The Lions are on their way to their first Open Cup semifinal in club history where they’ll next meet rivals Atlanta United, another team in the midst of its deepest run in the nation’s oldest continuous soccer tournament, on Aug. 7.
You could probably contain within two hands — maybe one — moments in Orlando’s MLS history that have rivaled this in terms of charismatic, passionate, emotional, and magical.
It started with Chris Mueller‘s go-ahead goal in the 61st minute, a headed ball from a wide-open spot on the back post, finishing a perfect service into the box from Nani, and ending with Grinwis stopping Maxime Chanot‘s final penalty attempt for New York City FC in sudden death, his second save in the shootout, to secure the victory.
In between, it was never a guarantee that Orlando City would pull it off.
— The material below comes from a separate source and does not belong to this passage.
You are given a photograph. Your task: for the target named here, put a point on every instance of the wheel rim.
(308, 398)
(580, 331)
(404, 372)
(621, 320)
Not with a history of heartbreak and dramatic collapses.
NYCFC dominated Orlando from the start. They created countless chances in the first half, out-shot the Lions 16-14, and controlled the game with 64 percent of the possession — an impressive feat for the visiting team.
Moralez’s game-tying goal at the death was a gut-punch that noticeably hobbled the team into the 30 minutes of extra time, as the Lions struggled to keep up with NYCFC, which had been threatening to score again throughout the two 15-minute halves. But Orlando held on and saw the game to penalty kicks, where they knew they had an advantage.
Orlando City fans have been waiting ever so patiently, dying for moments like this to become reality again. It’s been a rough couple of years for the team and it’s passionate, never-waning fan base — especially so over the last 13-14 months.
There might be a time down the road where we can look back at this match as the turning point for the club, that it can compete again, that it can entertain again, and that it can deliver again.
Orlando City is now just two wins away from its first major trophy since winning the USL regular-season title in 2014. It’s not far-fetched to say that the purpose of this season is to restore faith in the club again, to show it’s finally on the upward trajectory — MLS Cup Playoffs or not.
At the very least, it’s delivered an image we can hold on to: hundreds of fans bum-rushing the south end seats just to be there when the players themselves got to do the same.